Abstracts of presentations given on Wednesday, 19 July 2006, in session 28 of the UCOWR Conference.


Currently, electric power generation is one of largest water withdrawal and use sectors in the U.S. On the other hand, water distribution, treatment, and transmission is one of the largest energy use sectors. As future demands for energy and water continue to increase, competition for water between the energy, domestic, agricultural, and industrial sectors, could significantly impact the reliability and security of future energy production and electric power generation. To address these growing concerns, Congress directed the Department of Energy (DOE) to assess current and emerging national issues associated with the interdependencies between energy and water. As part of these efforts, DOE initiated the development a National Energy-Water Science and Technology Roadmap. The purpose of the Roadmap is to establish a longrange research, development, and demonstration program to support the efficient use of water and energy resources and sustainable and cost-effective future energy production and electric power generation in the U.S. To support these efforts, representatives from the DOE national laboratories, the Electric Power Research Institute (EPRI), and the Utton Transboundary Resources Center of the University of New Mexico School of Law, helped assess emerging energy-water interdependencies and support the Roadmap efforts.
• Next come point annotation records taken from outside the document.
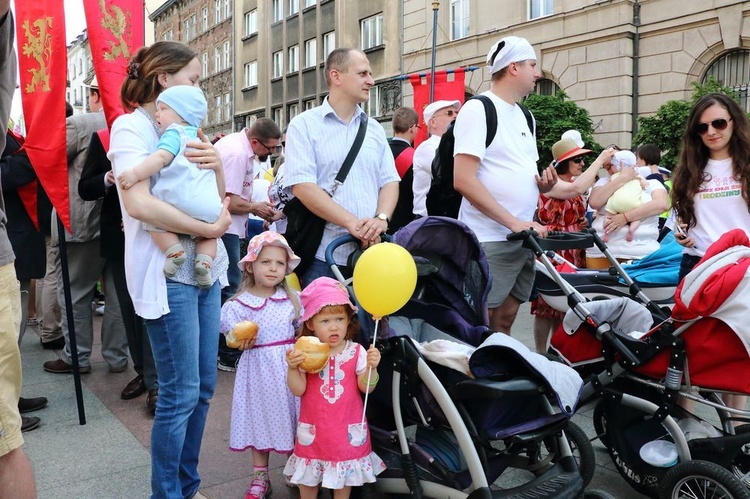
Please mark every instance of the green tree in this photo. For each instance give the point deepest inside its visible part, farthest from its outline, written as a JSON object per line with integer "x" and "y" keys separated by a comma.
{"x": 554, "y": 115}
{"x": 666, "y": 127}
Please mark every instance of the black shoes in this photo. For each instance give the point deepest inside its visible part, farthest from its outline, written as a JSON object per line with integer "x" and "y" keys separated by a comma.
{"x": 31, "y": 405}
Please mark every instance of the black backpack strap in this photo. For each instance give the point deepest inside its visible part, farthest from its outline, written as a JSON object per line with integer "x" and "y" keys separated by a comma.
{"x": 490, "y": 115}
{"x": 529, "y": 118}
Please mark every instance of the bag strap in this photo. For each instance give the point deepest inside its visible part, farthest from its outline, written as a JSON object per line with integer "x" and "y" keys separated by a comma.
{"x": 349, "y": 161}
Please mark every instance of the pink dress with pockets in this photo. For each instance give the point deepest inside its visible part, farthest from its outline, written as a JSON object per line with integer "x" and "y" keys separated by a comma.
{"x": 264, "y": 411}
{"x": 332, "y": 448}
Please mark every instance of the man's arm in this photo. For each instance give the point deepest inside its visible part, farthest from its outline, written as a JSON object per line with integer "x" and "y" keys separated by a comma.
{"x": 466, "y": 182}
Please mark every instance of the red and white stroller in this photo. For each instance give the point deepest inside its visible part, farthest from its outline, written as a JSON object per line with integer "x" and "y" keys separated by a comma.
{"x": 647, "y": 371}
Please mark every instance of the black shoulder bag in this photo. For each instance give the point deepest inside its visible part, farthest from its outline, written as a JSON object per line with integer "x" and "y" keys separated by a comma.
{"x": 304, "y": 230}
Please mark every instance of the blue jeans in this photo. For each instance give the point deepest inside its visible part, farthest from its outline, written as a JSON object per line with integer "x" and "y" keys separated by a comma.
{"x": 184, "y": 344}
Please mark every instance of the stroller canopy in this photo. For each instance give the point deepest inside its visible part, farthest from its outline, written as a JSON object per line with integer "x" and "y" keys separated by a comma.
{"x": 458, "y": 275}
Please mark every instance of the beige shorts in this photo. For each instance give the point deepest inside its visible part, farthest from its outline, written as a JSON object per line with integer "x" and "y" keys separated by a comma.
{"x": 10, "y": 360}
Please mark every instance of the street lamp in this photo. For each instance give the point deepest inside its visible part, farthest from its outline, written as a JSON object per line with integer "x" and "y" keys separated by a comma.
{"x": 435, "y": 7}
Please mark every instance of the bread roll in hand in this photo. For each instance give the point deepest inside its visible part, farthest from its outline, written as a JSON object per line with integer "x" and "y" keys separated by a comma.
{"x": 242, "y": 331}
{"x": 316, "y": 353}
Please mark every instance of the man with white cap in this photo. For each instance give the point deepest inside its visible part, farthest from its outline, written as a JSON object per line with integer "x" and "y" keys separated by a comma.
{"x": 499, "y": 183}
{"x": 437, "y": 117}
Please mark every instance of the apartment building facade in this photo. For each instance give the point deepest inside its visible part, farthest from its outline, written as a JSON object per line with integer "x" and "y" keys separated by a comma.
{"x": 80, "y": 73}
{"x": 616, "y": 58}
{"x": 282, "y": 46}
{"x": 206, "y": 26}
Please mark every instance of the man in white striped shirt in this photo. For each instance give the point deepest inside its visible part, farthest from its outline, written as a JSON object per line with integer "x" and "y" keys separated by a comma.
{"x": 319, "y": 139}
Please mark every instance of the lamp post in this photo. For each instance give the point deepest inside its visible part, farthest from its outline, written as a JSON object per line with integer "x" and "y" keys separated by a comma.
{"x": 435, "y": 7}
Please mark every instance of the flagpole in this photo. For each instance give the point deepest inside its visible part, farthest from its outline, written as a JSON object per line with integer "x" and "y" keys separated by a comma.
{"x": 435, "y": 7}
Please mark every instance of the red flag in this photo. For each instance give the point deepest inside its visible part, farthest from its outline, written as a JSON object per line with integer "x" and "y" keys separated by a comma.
{"x": 116, "y": 31}
{"x": 445, "y": 89}
{"x": 42, "y": 60}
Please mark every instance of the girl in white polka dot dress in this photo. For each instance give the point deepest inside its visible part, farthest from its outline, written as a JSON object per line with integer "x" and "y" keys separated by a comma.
{"x": 264, "y": 411}
{"x": 333, "y": 444}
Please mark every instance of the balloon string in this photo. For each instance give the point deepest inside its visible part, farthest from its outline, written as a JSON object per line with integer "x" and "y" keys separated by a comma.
{"x": 369, "y": 371}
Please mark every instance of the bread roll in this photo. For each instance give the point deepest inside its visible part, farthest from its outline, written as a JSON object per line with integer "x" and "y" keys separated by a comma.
{"x": 242, "y": 331}
{"x": 316, "y": 353}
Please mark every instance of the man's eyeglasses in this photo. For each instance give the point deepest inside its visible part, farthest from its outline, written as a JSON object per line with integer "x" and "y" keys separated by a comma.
{"x": 720, "y": 124}
{"x": 271, "y": 150}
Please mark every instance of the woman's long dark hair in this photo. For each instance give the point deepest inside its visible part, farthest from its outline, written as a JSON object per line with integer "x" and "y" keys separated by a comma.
{"x": 689, "y": 173}
{"x": 141, "y": 85}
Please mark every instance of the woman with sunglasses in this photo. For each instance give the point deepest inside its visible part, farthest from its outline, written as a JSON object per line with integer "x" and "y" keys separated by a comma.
{"x": 711, "y": 184}
{"x": 565, "y": 215}
{"x": 715, "y": 158}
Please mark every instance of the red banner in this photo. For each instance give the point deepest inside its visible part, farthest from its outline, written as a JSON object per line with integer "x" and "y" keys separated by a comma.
{"x": 445, "y": 89}
{"x": 115, "y": 30}
{"x": 42, "y": 60}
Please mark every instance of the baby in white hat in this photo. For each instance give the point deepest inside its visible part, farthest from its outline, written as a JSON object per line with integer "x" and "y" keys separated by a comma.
{"x": 627, "y": 197}
{"x": 179, "y": 112}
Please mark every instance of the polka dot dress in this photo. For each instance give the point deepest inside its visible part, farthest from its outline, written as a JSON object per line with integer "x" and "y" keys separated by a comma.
{"x": 264, "y": 411}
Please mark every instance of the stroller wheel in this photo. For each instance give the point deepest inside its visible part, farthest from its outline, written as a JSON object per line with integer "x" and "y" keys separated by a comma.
{"x": 701, "y": 480}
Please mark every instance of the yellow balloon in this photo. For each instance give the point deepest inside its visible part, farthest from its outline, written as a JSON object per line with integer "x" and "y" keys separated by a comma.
{"x": 384, "y": 279}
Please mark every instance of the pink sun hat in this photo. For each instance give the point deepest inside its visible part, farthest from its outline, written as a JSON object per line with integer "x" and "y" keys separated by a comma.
{"x": 269, "y": 238}
{"x": 323, "y": 292}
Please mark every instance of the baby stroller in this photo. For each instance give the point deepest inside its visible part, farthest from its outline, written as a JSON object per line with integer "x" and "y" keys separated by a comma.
{"x": 641, "y": 372}
{"x": 655, "y": 276}
{"x": 449, "y": 422}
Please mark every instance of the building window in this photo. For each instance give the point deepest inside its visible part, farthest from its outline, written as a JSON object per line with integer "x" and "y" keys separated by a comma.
{"x": 372, "y": 107}
{"x": 251, "y": 74}
{"x": 372, "y": 31}
{"x": 251, "y": 22}
{"x": 293, "y": 111}
{"x": 217, "y": 109}
{"x": 311, "y": 56}
{"x": 278, "y": 64}
{"x": 278, "y": 117}
{"x": 732, "y": 70}
{"x": 329, "y": 43}
{"x": 459, "y": 19}
{"x": 294, "y": 59}
{"x": 278, "y": 10}
{"x": 227, "y": 62}
{"x": 540, "y": 8}
{"x": 545, "y": 86}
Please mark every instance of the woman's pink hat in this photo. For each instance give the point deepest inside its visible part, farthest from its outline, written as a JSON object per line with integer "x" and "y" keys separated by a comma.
{"x": 269, "y": 238}
{"x": 323, "y": 292}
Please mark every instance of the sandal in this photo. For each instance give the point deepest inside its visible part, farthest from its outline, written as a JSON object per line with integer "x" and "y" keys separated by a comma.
{"x": 260, "y": 488}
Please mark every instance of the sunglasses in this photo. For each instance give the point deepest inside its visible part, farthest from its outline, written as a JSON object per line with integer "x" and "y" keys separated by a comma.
{"x": 720, "y": 124}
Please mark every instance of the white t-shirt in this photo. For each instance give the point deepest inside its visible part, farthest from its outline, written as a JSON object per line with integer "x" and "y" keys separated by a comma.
{"x": 507, "y": 168}
{"x": 133, "y": 137}
{"x": 719, "y": 207}
{"x": 644, "y": 238}
{"x": 422, "y": 162}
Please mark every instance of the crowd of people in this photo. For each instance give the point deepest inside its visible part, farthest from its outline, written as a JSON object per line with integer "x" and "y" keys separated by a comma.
{"x": 160, "y": 215}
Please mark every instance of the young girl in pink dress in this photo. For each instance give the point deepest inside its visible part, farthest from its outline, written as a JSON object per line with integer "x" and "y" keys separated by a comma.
{"x": 332, "y": 447}
{"x": 264, "y": 411}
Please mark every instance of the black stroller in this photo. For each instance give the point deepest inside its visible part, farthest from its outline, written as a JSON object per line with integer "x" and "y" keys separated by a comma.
{"x": 642, "y": 365}
{"x": 452, "y": 431}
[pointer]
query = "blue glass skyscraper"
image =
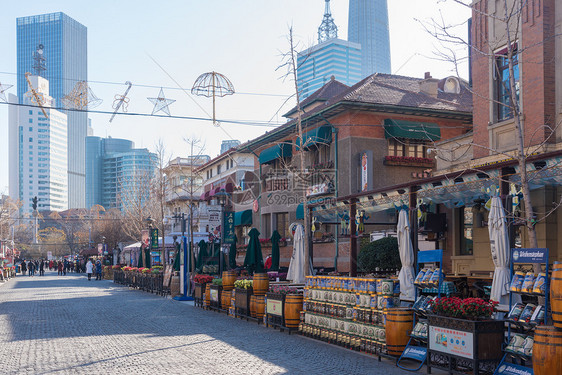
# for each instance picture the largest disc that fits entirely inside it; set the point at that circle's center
(64, 43)
(368, 26)
(117, 173)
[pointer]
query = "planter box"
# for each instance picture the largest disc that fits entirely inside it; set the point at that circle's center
(199, 291)
(462, 346)
(275, 309)
(216, 291)
(242, 301)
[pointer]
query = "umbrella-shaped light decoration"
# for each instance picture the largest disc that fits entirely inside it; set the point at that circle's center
(161, 103)
(211, 85)
(3, 89)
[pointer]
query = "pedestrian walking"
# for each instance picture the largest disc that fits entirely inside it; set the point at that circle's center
(89, 269)
(98, 270)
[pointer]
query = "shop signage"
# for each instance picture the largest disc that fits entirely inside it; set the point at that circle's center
(513, 369)
(145, 237)
(323, 188)
(415, 352)
(528, 255)
(154, 238)
(451, 341)
(229, 236)
(274, 307)
(366, 170)
(214, 295)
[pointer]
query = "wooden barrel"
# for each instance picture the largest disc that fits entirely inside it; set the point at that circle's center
(399, 324)
(228, 278)
(292, 311)
(556, 294)
(207, 295)
(261, 284)
(225, 299)
(253, 306)
(547, 351)
(260, 306)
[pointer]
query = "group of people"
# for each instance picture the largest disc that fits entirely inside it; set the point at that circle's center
(30, 267)
(90, 269)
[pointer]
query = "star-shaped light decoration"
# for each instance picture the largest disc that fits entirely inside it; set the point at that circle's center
(4, 88)
(161, 103)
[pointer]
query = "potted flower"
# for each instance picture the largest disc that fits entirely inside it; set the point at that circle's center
(468, 321)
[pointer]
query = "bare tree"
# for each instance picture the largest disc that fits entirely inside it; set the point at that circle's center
(508, 15)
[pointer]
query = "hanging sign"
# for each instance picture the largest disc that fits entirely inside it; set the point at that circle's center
(154, 238)
(451, 341)
(528, 255)
(229, 236)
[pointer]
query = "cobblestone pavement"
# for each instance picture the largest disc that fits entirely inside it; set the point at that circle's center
(69, 325)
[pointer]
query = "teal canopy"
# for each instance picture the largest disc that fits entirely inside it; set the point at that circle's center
(243, 218)
(275, 237)
(319, 136)
(428, 131)
(280, 150)
(254, 258)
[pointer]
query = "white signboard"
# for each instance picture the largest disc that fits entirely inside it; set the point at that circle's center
(451, 341)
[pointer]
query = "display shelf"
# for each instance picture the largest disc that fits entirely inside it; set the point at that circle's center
(519, 257)
(419, 353)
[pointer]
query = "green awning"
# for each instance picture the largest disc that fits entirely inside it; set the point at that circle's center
(319, 136)
(243, 218)
(281, 150)
(412, 130)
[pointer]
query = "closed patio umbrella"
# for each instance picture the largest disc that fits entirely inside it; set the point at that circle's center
(275, 237)
(147, 256)
(254, 258)
(499, 245)
(232, 254)
(296, 267)
(406, 275)
(202, 254)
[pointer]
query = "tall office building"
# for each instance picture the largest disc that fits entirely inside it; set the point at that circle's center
(117, 174)
(368, 26)
(330, 57)
(63, 62)
(38, 151)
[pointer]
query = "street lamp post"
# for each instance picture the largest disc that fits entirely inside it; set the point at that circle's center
(186, 262)
(222, 198)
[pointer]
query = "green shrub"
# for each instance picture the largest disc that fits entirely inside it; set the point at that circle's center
(382, 253)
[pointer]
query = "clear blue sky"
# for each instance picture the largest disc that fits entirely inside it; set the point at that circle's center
(242, 39)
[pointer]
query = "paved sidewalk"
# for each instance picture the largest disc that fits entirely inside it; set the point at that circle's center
(69, 325)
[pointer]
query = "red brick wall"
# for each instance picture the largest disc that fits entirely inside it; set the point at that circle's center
(537, 72)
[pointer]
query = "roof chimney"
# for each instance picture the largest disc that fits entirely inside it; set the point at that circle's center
(429, 85)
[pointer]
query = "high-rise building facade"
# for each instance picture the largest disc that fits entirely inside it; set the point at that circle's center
(117, 174)
(38, 151)
(330, 57)
(335, 57)
(368, 26)
(64, 51)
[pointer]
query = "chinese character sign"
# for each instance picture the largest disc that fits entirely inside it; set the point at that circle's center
(229, 235)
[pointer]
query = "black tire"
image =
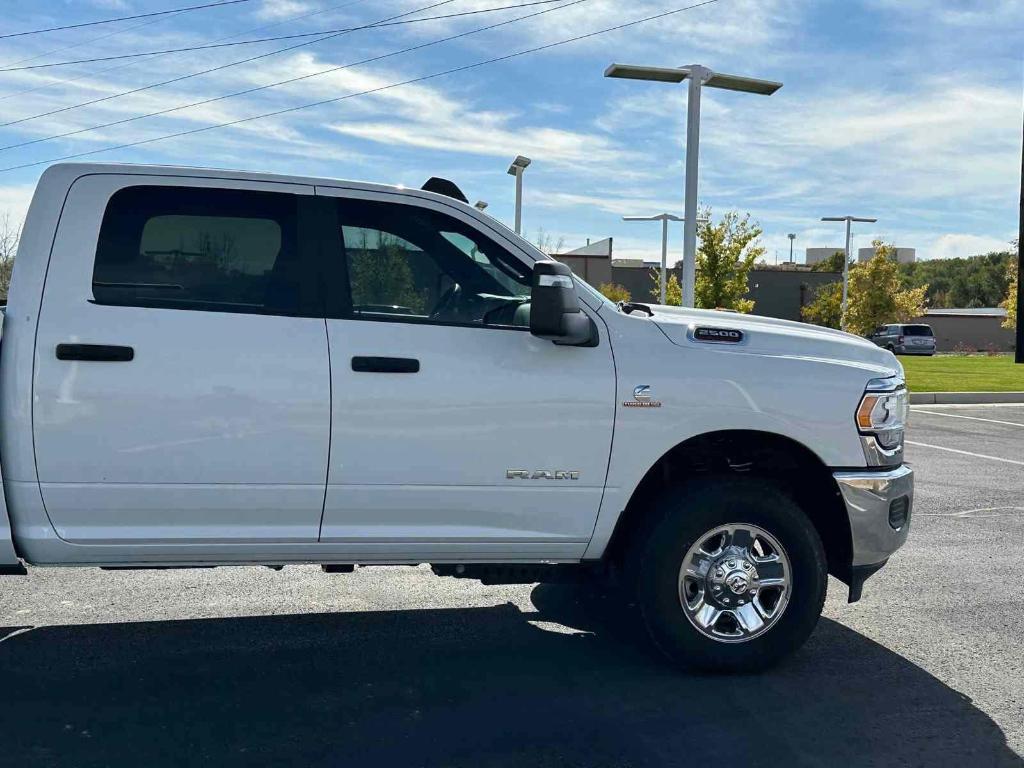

This paper provides a short overview of some of the emerging energy-water issues and summarizes the major Roadmap efforts to assess regional and national technical issues and needs associated with the interdependencies of energy and water. The Roadmap process was needs driven and a major element was the use of three needs assessment workshops – East, Central and West Regions - to review regional water and energy use trends and identify emerging major energy and water needs and issues. The workshops were held from November 2005 through January 2006 and included regional and national energy and water experts, representatives from national, state, tribal, and local governments, universities, private industry, and non-government organizations to solicit input on suggested improvements or changes in energy and water technology application, natural resource management, and natural resource use policies that could be implemented to ensure future energy supplies are reliable, secure, and sustainable.